Discussions included the creation of jobs for Syrian refugees in the country’s vetted qualified industrial zones, thus turning the refugee crisis into a development opportunity to attract new investments and open up the EU market with simplified rules of origin, while also ensuring the industry continues to grow by creating more jobs for Jordanians.
Unites States Deputy Chief of Mission to Jordan Henry T. Wooster underscored the strong strategic partnership between the two countries, which enjoy a free trade agreement worth over $US 1bn.
“Raising the level of working condition is crucial and we strongly believe that the implemented changes make economic sense. Milestones like the Collective Bargaining Agreement are shining beacons that catch the eyes of international investors,” Wooster said.
EU ambassador to Jordan Andrea Matteo Fontana shared this view, while also highlighting the reforms to the business relationships between the two regions to boost Jordan’s production and help the country withstand the current humanitarian crisis.
“We are available to help Jordan to face such difficult situations as the one posed by the presence of hundreds of thousands of Syrian refugees within its territory,” Fontana said. “We hope to reach a final decision concerning the relaxation of our rules of origin by this summer and then to implement it.”
UNHCR Deputy Representative to Jordan Paul Stromberg shed light on the newly launched pilot project in the country to include Syrians in the workforce.
“Syrians are remarkably industrious and we believe, where allowed by law, they can significantly contribute to the economy, especially because their income will be spent here and will further benefit the local communities,” he said. “We are very grateful to the government for making this possible and pleased with the collaboration with the ILO/BWJ.”
The ILO and UNHCR joined forces to arrange for 2,000 work permits to be issued to Syrian refugees, to work in Jordan’s apparel sector. In order to achieve this, the agencies are collaborating closely with the Ministry of Labour, Ministry of Planning and International Cooperation, the Jordan Garments, Accessories & Textiles Exporters’ Association, Chamber of Commerce, apparel manufacturers, and other agencies.
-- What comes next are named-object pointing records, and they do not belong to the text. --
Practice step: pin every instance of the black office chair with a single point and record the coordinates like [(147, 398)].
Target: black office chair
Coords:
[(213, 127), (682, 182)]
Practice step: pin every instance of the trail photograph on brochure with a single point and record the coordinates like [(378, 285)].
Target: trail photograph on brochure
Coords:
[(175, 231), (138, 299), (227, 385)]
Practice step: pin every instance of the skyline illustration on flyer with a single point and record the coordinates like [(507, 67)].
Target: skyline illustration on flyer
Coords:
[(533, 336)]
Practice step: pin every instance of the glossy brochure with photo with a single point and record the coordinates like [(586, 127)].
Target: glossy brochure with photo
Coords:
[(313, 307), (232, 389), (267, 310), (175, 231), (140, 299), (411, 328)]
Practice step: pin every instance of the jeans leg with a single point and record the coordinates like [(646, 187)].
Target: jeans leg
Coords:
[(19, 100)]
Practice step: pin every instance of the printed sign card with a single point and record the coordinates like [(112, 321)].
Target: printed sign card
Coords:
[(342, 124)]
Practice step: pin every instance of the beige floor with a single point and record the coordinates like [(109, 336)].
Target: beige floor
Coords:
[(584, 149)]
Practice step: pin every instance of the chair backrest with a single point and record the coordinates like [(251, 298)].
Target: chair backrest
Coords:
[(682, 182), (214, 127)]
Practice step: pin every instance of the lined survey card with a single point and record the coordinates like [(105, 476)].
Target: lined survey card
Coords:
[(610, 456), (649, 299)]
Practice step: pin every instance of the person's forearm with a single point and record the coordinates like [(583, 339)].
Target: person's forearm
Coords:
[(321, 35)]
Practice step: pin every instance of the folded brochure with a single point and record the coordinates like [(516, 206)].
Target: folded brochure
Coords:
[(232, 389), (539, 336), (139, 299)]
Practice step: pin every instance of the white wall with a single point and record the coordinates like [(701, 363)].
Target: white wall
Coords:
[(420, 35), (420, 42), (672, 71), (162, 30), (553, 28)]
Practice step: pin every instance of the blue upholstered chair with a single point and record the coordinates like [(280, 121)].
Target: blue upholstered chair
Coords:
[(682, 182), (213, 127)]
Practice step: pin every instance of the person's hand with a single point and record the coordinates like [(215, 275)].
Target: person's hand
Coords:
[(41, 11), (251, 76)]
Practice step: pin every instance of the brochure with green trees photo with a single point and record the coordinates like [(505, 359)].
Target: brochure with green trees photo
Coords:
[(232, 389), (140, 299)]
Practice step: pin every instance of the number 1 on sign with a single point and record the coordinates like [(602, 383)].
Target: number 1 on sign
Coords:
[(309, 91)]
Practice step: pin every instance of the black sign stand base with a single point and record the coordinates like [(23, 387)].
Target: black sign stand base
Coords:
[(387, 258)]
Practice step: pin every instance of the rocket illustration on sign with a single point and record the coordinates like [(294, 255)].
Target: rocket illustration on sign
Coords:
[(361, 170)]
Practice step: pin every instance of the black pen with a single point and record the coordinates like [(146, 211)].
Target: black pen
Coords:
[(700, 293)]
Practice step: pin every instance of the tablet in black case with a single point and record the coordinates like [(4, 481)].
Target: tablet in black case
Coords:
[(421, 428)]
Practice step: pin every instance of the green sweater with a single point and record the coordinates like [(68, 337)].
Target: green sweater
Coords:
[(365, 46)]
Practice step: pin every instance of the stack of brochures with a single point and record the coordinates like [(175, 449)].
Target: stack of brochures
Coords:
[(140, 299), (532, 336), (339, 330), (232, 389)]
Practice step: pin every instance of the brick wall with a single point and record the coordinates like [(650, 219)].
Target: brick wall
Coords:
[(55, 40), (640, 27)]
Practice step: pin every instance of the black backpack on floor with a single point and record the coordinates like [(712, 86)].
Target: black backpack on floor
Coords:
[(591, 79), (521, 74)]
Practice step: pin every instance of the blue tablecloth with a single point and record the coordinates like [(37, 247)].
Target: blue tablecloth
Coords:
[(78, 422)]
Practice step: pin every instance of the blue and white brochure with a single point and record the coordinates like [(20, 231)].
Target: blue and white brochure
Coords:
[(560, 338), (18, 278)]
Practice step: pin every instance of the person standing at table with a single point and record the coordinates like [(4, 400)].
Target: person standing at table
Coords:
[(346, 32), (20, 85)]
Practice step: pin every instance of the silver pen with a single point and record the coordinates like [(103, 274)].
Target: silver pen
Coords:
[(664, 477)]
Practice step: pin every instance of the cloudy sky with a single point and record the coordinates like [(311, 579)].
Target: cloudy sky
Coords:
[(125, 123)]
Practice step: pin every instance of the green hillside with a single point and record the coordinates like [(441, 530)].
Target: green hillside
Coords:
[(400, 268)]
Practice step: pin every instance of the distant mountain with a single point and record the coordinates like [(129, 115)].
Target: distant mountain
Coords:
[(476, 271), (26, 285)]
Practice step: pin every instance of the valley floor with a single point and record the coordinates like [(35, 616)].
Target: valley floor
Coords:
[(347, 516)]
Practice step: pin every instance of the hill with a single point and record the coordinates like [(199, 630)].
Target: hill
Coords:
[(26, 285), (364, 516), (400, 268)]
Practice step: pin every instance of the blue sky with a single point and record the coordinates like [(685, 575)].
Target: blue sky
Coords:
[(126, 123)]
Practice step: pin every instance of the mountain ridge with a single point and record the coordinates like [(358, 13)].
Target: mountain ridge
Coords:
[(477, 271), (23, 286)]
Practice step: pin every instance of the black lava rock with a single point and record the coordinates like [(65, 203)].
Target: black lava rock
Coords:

Shrugging off regional turmoil, Jordan’s garment sector continues to grow with no signs of losing momentum. The apparel industry accounts for 17 per cent of the country’s exports and surged from $700 million in 2007 to over $1.5 billion in 2015.
Haithem Khasawneh, Jordan’s Deputy Secretary-General of the Ministry of Labour, said Jordan’s garment sector had made numerous achievements throughout the years, adding that he commended the commitment of all its stakeholders. He hoped even more Jordanians would be involved in the sector in the future.
“We are trying to expand more in terms of investment in Jordan’s rural area and also to boost women’s jobs opportunities,” Khasawneh said. “We are also supporting investors to expand their businesses there. While thousands more Jordanians will be employed in rural areas in the future, we have also started facilitating the delivery of work permits to Syrians exempted from fees.”
Commenting on the sector’s growth, Secretary-General of the Ministry of Industry and Trade Yousef Al Shamali said he welcomed the simplified rules of origin regulating exports to the EU market as a way to open up more job opportunities for Jordanians.
“We want to establish four new industrial zones, aimed to attract investment both locally and internationally which have already been discussed with the EU and will take advantage of the relaxation of the rules of origin,” Al Shamali said.
Officials from World Bank and the IFC attended the first day of the Forum on Tuesday (April 12) and highlighted their engagement with the government of Jordan and upcoming projects focusing on energy and water efficiency. The European Bank for Reconstruction and Development also took part in the event, presenting its future investment plan in the country.